Explain the economics of the signs of coefficient


Assignment:

Suppose the market for gigantic mylar birthday balloons is described by

QD = 40 - 6P + 0.21 (Q = Qty of Balloons in 1000s; I = Ave. Income in $1000s)

QS = 2P - 2PM (P = Price of Balloons in $; PM = Price of 1 kg of raw mylar)

1) Brielly explain the economics of the signs of each coefficient. For example, does an increase in the price of Mylar increase or decrease the quantity supplied? Why does that make sense economically?

2) Assume that average income is $50,000 and the current price of mylar is $3/kg. Calculate the equilibria price and quantity in this market, and draw a graph of the equilibrium (be sure to label the intercepts and :equilibrium with the correct numbers).

3) Now assume that the price of mylar rises from $3/kg to $5/kg. Calculate the new equilibrium and show in your original graph.
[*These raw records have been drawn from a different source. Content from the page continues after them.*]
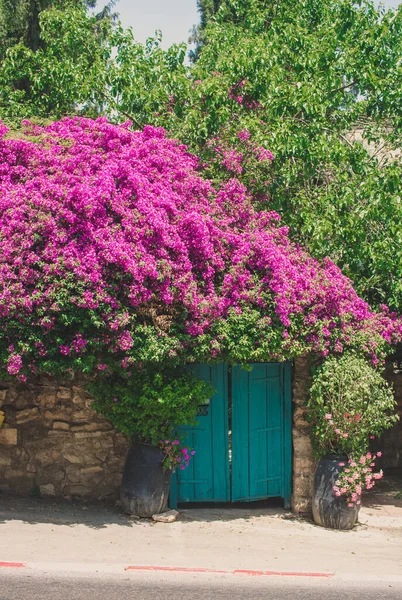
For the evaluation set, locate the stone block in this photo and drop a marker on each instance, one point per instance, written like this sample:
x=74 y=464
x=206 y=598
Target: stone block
x=25 y=416
x=89 y=470
x=61 y=425
x=46 y=400
x=170 y=516
x=90 y=427
x=47 y=490
x=88 y=434
x=74 y=458
x=57 y=415
x=77 y=490
x=64 y=393
x=8 y=437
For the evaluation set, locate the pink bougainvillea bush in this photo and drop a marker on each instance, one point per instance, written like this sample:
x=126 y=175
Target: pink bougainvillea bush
x=115 y=252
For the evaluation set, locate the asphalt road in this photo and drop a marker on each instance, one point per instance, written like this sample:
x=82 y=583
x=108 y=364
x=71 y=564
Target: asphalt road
x=183 y=587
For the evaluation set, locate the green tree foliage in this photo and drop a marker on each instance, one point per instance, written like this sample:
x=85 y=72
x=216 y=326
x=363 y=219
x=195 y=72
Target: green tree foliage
x=20 y=19
x=316 y=82
x=349 y=403
x=305 y=80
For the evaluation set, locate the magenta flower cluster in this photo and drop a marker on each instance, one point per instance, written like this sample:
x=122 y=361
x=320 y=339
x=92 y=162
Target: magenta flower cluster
x=99 y=223
x=356 y=476
x=176 y=456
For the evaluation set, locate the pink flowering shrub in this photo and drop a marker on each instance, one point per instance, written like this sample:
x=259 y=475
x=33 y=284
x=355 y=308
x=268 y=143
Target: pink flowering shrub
x=116 y=253
x=349 y=403
x=177 y=456
x=357 y=476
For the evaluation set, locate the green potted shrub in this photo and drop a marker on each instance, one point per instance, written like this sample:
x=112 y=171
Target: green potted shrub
x=147 y=407
x=349 y=404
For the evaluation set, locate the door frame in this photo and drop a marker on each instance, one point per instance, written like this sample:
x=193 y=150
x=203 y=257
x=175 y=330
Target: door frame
x=286 y=388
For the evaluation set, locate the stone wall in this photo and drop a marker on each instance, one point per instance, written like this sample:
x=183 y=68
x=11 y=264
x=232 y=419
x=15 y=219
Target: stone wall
x=303 y=457
x=391 y=442
x=56 y=445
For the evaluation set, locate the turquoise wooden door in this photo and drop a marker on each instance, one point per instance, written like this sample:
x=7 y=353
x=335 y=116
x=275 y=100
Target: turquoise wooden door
x=242 y=442
x=206 y=479
x=261 y=437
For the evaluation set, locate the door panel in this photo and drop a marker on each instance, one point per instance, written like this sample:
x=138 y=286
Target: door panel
x=206 y=479
x=258 y=436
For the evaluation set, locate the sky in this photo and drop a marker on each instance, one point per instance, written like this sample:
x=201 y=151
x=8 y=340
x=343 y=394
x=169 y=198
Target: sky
x=174 y=18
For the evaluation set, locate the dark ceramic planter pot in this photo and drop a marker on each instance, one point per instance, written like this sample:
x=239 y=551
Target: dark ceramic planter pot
x=329 y=510
x=145 y=486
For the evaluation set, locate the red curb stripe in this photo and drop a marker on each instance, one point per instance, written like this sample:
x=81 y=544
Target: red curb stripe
x=281 y=573
x=236 y=572
x=173 y=569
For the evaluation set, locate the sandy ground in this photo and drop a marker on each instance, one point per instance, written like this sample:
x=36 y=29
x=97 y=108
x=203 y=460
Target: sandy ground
x=49 y=536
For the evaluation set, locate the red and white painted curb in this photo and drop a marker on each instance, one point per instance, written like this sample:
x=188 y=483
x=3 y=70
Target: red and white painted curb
x=226 y=572
x=155 y=568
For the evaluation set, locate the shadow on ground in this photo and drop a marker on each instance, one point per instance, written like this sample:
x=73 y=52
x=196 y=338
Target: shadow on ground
x=101 y=514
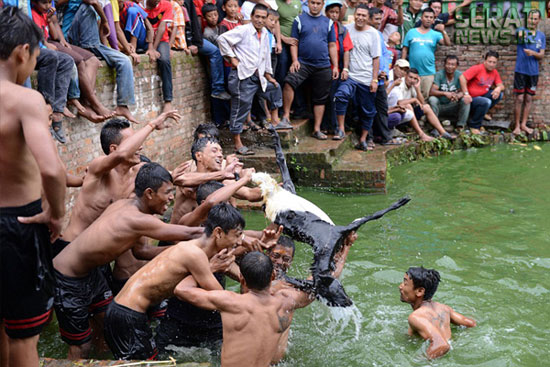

4) At the original equilibrium in question 2 (ie PM = $3), calculate the price elasticity of demand, and the price elasticity of supply. At this point, is the demand curve price elastic, or price inelastic? Explain what these terms mean. Remember to exploit our simplification of the elasticity formula for linear S/D curves.

5) After the rise in the price of mylar (i.e. use the 2nd equilibrium from 3), suppose the government imposes quota that no more than 2,000 mylar balloons can be sold. Draw a new graph that compares consumer a producer surplus before and after the imposition of the quota, and calculate the dollar amount of the deadweight loss associated with this quota. Apply the same letters' analysis from lecture to the quota.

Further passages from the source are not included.